# brainpy.dyn.base.CondNeuGroup#

class brainpy.dyn.base.CondNeuGroup(size, keep_size=False, C=1.0, A=0.001, V_th=0.0, V_initializer=Uniform(min_val=- 70, max_val=- 60.0, seed=4298694), noise=None, method='exp_auto', name=None, mode=NormalMode, **channels)[source]#

Base class to model conductance-based neuron group.

The standard formulation for a conductance-based model is given as

$C_m {dV \over dt} = \sum_jg_j(E - V) + I_{ext}$

where $$g_j=\bar{g}_{j} M^x N^y$$ is the channel conductance, $$E$$ is the reversal potential, $$M$$ is the activation variable, and $$N$$ is the inactivation variable.

$$M$$ and $$N$$ have the dynamics of

${dx \over dt} = \phi_x {x_\infty (V) - x \over \tau_x(V)}$

where $$x \in [M, N]$$, $$\phi_x$$ is a temperature-dependent factor, $$x_\infty$$ is the steady state, and $$\tau_x$$ is the time constant. Equivalently, the above equation can be written as:

$\frac{d x}{d t}=\phi_{x}\left(\alpha_{x}(1-x)-\beta_{x} x\right)$

where $$\alpha_{x}$$ and $$\beta_{x}$$ are rate constants.

New in version 2.1.9: Model the conductance-based neuron model.

Parameters
• size (int, sequence of int) – The network size of this neuron group.

• method (str) – The numerical integration method.

• name (optional, str) – The neuron group name.

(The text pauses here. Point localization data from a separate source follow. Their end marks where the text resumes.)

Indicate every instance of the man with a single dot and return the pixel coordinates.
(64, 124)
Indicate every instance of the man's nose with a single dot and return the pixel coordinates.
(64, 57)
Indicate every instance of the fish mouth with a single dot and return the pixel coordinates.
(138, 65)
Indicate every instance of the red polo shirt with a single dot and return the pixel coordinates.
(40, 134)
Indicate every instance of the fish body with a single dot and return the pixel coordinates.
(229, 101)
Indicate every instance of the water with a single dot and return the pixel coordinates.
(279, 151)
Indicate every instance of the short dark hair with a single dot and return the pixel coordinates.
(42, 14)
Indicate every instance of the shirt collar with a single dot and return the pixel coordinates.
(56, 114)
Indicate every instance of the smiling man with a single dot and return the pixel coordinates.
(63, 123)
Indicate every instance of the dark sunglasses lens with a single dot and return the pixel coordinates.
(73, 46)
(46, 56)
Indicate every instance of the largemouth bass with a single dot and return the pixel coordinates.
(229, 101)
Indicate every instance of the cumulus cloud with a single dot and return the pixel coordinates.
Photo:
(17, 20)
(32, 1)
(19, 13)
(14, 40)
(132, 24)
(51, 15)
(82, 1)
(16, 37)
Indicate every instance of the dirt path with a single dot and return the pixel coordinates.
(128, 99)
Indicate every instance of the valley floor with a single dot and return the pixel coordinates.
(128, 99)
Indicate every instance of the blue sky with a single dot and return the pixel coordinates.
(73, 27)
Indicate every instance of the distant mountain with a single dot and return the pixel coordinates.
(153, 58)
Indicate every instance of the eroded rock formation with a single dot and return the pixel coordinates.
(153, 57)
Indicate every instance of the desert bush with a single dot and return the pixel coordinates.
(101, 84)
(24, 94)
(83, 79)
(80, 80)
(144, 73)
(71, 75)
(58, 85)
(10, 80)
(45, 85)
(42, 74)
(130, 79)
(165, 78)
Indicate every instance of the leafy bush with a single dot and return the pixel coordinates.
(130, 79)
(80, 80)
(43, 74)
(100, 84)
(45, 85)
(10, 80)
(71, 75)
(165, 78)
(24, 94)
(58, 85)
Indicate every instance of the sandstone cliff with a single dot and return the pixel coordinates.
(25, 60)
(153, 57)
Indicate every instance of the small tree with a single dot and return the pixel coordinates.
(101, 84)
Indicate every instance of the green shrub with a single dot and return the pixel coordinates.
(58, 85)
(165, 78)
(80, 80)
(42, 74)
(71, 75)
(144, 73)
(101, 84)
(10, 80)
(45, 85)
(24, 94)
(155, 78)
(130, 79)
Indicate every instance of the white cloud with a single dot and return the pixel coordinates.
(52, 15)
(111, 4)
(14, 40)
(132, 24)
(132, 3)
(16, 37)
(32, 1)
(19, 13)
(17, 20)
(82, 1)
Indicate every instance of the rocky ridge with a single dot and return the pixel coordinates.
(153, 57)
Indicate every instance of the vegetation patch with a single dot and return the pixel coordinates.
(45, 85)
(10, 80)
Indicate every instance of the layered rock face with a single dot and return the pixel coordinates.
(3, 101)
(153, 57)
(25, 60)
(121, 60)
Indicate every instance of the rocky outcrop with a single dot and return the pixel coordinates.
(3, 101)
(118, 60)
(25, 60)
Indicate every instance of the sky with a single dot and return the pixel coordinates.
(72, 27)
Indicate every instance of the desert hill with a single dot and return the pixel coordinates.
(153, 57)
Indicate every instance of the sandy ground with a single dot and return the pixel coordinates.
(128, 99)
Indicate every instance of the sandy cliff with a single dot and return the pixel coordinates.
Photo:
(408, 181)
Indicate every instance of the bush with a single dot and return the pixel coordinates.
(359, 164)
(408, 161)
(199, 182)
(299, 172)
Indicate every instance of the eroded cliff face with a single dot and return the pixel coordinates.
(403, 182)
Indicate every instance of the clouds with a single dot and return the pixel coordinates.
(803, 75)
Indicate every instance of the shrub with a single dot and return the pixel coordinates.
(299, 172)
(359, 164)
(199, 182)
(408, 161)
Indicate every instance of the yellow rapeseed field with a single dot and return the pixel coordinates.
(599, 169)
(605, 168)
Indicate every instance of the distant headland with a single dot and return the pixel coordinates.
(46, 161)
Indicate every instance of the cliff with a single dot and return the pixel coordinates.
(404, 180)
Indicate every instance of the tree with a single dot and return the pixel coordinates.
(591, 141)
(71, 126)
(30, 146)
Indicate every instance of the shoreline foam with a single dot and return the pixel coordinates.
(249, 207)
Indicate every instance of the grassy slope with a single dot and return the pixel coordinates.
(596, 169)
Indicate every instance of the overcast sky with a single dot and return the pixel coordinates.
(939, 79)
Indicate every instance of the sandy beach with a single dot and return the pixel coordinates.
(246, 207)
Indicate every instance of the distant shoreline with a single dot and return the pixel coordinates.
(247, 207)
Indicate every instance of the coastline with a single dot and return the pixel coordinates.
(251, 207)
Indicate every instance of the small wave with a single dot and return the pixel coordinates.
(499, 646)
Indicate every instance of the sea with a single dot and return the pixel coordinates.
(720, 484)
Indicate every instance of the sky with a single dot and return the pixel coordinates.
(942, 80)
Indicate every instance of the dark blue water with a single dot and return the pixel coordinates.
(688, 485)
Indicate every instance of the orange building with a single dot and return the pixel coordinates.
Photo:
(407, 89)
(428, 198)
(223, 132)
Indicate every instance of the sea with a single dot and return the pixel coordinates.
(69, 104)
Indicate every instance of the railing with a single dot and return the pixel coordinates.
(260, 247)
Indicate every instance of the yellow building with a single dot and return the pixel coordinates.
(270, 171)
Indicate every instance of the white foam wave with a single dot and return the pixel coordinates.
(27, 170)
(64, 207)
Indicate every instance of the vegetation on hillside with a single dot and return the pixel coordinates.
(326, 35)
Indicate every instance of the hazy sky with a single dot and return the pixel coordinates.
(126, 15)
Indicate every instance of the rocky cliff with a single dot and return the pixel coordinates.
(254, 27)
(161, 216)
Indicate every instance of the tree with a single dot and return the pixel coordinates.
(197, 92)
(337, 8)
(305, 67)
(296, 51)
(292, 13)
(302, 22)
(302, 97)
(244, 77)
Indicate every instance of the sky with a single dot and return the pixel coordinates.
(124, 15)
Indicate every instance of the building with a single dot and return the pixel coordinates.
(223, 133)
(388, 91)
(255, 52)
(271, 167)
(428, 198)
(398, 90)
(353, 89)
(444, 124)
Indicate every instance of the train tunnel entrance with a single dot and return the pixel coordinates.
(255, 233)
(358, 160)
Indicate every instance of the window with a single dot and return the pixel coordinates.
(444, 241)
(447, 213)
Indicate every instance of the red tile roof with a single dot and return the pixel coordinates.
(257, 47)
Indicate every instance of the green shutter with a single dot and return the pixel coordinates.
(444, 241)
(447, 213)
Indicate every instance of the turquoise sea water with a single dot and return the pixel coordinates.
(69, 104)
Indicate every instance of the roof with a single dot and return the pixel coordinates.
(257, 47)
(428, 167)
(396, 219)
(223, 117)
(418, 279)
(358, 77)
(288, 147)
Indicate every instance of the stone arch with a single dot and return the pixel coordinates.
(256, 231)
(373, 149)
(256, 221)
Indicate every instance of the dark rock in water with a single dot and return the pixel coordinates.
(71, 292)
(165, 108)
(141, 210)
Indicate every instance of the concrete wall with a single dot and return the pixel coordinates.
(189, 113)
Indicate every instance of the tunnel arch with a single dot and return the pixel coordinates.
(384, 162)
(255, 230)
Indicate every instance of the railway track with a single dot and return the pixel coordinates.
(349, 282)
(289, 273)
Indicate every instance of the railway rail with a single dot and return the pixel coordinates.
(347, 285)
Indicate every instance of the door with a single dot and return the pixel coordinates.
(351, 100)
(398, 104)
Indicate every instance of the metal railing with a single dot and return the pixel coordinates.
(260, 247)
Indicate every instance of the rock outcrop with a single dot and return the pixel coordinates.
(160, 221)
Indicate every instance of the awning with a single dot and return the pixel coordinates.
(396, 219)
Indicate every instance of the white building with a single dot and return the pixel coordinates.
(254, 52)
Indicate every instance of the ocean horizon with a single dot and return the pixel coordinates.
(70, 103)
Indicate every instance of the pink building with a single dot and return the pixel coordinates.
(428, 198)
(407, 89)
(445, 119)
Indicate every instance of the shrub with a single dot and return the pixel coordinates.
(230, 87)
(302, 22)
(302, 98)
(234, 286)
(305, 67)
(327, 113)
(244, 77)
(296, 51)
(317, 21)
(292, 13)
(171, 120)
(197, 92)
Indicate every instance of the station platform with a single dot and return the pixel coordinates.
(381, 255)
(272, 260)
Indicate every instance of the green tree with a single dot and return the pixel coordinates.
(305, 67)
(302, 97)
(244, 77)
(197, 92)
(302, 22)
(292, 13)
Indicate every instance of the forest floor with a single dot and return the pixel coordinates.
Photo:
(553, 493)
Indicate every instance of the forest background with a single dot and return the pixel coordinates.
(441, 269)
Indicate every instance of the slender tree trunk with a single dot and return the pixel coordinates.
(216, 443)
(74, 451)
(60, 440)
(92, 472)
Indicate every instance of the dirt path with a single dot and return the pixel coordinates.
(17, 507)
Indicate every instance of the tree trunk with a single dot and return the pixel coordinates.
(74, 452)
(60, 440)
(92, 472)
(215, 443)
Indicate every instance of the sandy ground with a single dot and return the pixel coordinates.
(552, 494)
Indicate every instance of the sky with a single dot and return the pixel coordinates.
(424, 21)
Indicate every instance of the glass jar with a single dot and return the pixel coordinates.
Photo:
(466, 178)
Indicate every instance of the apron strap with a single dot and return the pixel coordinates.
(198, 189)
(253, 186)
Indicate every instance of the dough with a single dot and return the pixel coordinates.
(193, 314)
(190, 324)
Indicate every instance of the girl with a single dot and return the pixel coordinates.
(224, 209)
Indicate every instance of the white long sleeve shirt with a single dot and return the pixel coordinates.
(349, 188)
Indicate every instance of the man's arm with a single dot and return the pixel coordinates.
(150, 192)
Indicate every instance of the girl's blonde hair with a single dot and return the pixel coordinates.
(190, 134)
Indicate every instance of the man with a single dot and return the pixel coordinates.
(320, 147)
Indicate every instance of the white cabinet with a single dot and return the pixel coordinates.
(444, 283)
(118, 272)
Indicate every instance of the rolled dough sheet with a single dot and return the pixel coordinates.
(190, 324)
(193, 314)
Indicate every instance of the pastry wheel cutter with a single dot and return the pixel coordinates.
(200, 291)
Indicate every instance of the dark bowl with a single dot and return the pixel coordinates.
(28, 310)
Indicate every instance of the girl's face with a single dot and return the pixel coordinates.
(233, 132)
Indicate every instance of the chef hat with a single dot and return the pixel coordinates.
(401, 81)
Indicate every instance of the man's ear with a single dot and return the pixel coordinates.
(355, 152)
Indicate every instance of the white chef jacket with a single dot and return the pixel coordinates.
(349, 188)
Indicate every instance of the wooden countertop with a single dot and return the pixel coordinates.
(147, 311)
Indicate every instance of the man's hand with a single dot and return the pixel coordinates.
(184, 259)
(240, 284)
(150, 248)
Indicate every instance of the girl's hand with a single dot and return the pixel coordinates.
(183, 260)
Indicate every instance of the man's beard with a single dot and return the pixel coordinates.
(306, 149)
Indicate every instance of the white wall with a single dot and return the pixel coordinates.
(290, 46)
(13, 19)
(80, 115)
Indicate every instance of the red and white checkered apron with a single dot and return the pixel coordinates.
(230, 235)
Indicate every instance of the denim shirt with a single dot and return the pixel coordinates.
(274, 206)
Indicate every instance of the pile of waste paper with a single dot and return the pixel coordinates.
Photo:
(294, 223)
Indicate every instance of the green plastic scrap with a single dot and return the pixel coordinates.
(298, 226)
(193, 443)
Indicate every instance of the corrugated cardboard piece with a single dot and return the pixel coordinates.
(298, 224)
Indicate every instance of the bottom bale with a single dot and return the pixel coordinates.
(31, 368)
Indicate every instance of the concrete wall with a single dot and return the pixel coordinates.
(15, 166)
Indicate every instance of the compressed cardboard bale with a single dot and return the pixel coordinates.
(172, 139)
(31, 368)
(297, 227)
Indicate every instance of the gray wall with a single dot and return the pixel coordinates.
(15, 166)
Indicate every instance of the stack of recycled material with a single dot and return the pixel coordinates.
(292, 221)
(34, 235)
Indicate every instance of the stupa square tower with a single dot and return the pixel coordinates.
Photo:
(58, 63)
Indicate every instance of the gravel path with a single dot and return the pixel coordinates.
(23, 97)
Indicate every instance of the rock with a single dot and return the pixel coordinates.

__init__(size, keep_size=False, C=1.0, A=0.001, V_th=0.0, V_initializer=Uniform(min_val=- 70, max_val=- 60.0, seed=4298694), noise=None, method='exp_auto', name=None, mode=NormalMode, **channels)[source]#

Methods

 __init__(size[, keep_size, C, A, V_th, ...]) clear_input() Useful for monitoring inputs. derivative(V, t) get_batch_shape([batch_size]) get_delay_data(identifier, delay_step, *indices) Get delay data according to the provided delay steps. load_states(filename[, verbose]) Load the model states. nodes([method, level, include_self]) Collect all children nodes. offline_fit(target, fit_record) offline_init() online_fit(target, fit_record) online_init() register_delay(identifier, delay_step, ...) Register delay variable. register_implicit_nodes(*channels, ...) register_implicit_vars(*variables, ...) reset([batch_size]) Reset function which reset the whole variables in the model. reset_local_delays([nodes]) Reset local delay variables. reset_state([batch_size]) Reset function which reset the states in the model. save_states(filename[, variables]) Save the model states. train_vars([method, level, include_self]) The shortcut for retrieving all trainable variables. unique_name([name, type_]) Get the unique name for this object. update(tdi, *args, **kwargs) The function to specify the updating rule. update_local_delays([nodes]) Update local delay variables. vars([method, level, include_self]) Collect all variables in this node and the children nodes.

Attributes

 global_delay_data mode Mode of the model, which is useful to control the multiple behaviors of the model. name Name of the model. varshape The shape of variables in the neuron group.